I have a pandas data frame like this:
timestamp status
2019-01-01 09:00:00 FAILED
2019-01-01 09:00:00 FAILED
2019-01-01 09:00:00 UNKNOWN
2019-01-01 09:00:00 PASSED
2019-01-01 09:00:00 PASSED
2019-01-01 09:01:00 PASSED
2019-01-01 09:01:00 FAILED
How can I group the data per minute and count the number of each status per minute to get this data frame:
timestamp PASSED FAILED UNKNOWN
2019-01-01 09:00:00 2 2 1
2019-01-01 09:01:00 1 1 0
method 1:
pd.crosstab(df['timestamp'],df['status'])
status FAILED PASSED UNKNOWN
timestamp
2019-01-01-09:00:00 2 2 1
2019-01-01-09:01:00 1 1 0
If you want timestamp like a column :
pd.crosstab(df['timestamp'],df['status'],colnames=[None]).reset_index()
timestamp FAILED PASSED UNKNOWN
0 2019-01-01-09:00:00 2 2 1
1 2019-01-01-09:01:00 1 1 0
method 2:
df.groupby(['timestamp','status']).size().unstack(fill_value=0)
time comparision:
it seems that method 2 is the fastest.
%%timeit
new_df=pd.crosstab(df['timestamp'],df['status'])
21 ms ± 759 µs per loop (mean ± std. dev. of 7 runs, 10 loops each)
%%timeit
new_df=df.groupby(['timestamp','status']).size().unstack(fill_value=0)
4.65 ms ± 290 µs per loop (mean ± std. dev. of 7 runs, 100 loops each)
%%timeit
df2 = (
df
.groupby(df['timestamp'].map(lambda x: x.replace(second=0)))['status']
.value_counts()
.unstack()
.fillna(0)
.astype(int)
.reset_index()
)
8.5 ms ± 1.52 ms per loop (mean ± std. dev. of 7 runs, 100 loops each)

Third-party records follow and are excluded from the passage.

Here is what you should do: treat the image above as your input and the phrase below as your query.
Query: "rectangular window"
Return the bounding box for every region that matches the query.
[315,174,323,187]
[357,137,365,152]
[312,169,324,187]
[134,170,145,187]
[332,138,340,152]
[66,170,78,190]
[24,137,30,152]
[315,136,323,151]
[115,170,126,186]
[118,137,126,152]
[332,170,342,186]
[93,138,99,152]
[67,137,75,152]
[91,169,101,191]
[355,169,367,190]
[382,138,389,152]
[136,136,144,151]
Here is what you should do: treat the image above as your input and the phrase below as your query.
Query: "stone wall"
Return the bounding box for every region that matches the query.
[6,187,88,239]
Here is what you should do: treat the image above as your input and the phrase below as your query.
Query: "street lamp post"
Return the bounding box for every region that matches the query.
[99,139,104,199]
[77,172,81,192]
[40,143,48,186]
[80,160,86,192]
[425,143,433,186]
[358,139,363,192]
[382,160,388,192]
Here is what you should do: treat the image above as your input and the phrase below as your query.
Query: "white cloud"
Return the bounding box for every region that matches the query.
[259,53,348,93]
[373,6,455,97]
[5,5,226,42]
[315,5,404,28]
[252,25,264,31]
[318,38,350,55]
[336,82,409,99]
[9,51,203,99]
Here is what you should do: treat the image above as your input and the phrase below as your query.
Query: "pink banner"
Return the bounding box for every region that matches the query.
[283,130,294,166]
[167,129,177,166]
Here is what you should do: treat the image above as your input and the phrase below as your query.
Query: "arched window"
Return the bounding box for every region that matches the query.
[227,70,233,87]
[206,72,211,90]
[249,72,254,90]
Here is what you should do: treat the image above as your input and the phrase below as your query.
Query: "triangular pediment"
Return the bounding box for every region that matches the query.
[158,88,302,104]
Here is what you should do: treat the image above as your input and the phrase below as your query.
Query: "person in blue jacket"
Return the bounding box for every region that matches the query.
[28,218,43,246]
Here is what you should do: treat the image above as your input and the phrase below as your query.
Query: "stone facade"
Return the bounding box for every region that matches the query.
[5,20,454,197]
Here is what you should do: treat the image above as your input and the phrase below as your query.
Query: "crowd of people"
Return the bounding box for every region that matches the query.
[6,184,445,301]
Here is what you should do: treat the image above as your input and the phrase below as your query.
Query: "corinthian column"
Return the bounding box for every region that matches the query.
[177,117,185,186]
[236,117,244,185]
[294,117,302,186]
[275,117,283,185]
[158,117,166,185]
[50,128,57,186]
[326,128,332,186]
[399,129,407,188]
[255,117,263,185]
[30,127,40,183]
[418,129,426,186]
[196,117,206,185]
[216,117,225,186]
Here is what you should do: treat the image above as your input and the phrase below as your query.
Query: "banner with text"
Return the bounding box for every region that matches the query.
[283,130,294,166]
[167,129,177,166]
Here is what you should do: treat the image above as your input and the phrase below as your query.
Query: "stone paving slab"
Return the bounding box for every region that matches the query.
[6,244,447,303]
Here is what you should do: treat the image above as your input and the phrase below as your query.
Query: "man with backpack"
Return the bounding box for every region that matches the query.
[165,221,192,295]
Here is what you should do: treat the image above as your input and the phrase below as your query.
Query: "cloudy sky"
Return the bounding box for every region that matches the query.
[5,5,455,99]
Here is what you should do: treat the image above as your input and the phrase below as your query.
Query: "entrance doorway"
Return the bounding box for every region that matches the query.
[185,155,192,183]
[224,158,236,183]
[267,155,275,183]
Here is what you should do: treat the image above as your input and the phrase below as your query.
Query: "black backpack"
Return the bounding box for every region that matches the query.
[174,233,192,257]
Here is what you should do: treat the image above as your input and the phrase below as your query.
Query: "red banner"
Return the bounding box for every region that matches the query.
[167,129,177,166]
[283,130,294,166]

In the event that the timestamps have seconds, you can first remove them to group on whole minutes.
df2 = (
df
.groupby(df['timestamp'].map(lambda x: x.replace(second=0)))['status']
.value_counts()
.unstack(fill_value=0)
.reset_index()
)
>>> df2
status timestamp FAILED PASSED UNKNOWN
0 2019-01-01 09:00:00 2 2 1
1 2019-01-01 09:01:00 1 1 0
You may also wish to fill in every minute in the range. Same code as above, but don't reset the index at the end. Then:
df2 = df2.reindex(pd.date_range(df2.index[0], df2.index[-1], freq='1min'), fill_value=0)
Timings
Timings will certainly vary based on the datasets (small vs large, heterogeneous data vs. homogenous, etc.). Given that the dataset is basically a log, one would expect a lot of data with high variation in the timestamp. To create a more suitable test data, lets make the sample dataframe 100k times larger and then make the timestamps unique (one each minute).
df_ = pd.concat([df] * 100000)
df_['timestamp'] = pd.date_range(df_.timestamp.iat[0], periods=len(df_), freq='1min')
And here are the new timings:
%timeit pd.crosstab(df_['timestamp'],df['status'])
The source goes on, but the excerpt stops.